J’ai tiré la chaise du secrétaire et me suis assise.
Tessa s’était blottie dans les coussins orientaux, sur le lit à baldaquin. En
la regardant, je me suis dit qu’elle devait avoir l’habitude. Elle y avait
dormi aussi bien avec Pontus qu’avec Carl Henrik, elle avait changé et lavé
les draps.
Je me souviens exactement où nous étions placés : Pontus dans un
confortable fauteuil à oreilles, Tessa sur le lit, moi sur la chaise du
secrétaire et Andreas debout devant la porte, prêt à quitter la scène. Comme
si on nous avait demandé de choisir la place qui nous correspondait le
mieux.
Tessa a expliqué aux garçons qu’il était possible d’arrêter les soins
prodigués à Florence si nous le souhaitions.
— Ça prendra combien de temps, a voulu savoir Pontus.
— Avant qu’elle meure ? Entre deux jours et deux semaines, d’après
l’infirmière. Elle ne sera plus nourrie ni hydratée. Ils se contenteront
d’humecter ses lèvres avec une compresse humide.
— Elle va donc mourir de faim et de soif ? me suis-je émue.
— Elle ne sent rien. Elle est dans le coma, a rétorqué Pontus d’un ton
sec.
— Martina et moi devrons d’abord signer un document. Puis, c’est un
médecin qui prendra la décision finale. On peut y aller demain.
Pontus a approuvé d’un hochement de tête.

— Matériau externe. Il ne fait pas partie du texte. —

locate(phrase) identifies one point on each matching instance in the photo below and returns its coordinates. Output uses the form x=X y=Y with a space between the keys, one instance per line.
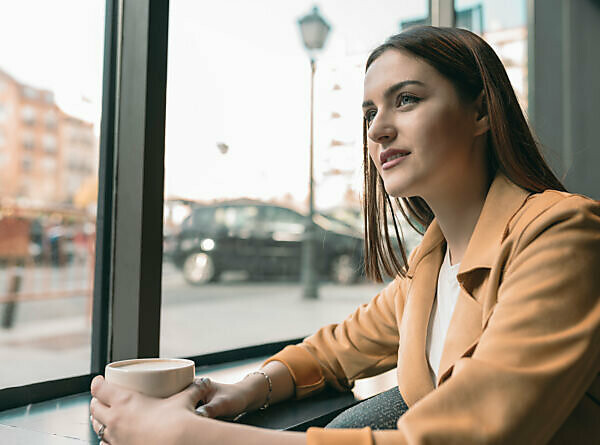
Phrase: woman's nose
x=381 y=131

— Si je comprends bien, c’est l’hôpital qui vous en a parlé ? Ce n’est pas
vous qui l’avez suggéré ?
— Non, c’est l’infirmière qui a évoqué cette possibilité, a confirmé
Tessa. Apparemment, c’est très courant. Elle nous a demandé d’y réfléchir.
Nouveau hochement de tête.
— Alors c’est parfait. Vous y allez demain pour signer le papier. On est
d’accord ?
— Oui, avons-nous répondu à l’unisson.
— Andreas ?
— Faites ce que vous voulez. Je m’en fous.
— J’avais remarqué. C’est moi qui ai tout organisé. Et qui suis en
première ligne. Mais bientôt, quand le processus sera lancé, tu auras peut-
être envie de t’impliquer un peu plus. Un héritage, ça peut prendre du
temps, alors ce serait bien qu’on puisse enfin s’y mettre. J’ai un bon avocat.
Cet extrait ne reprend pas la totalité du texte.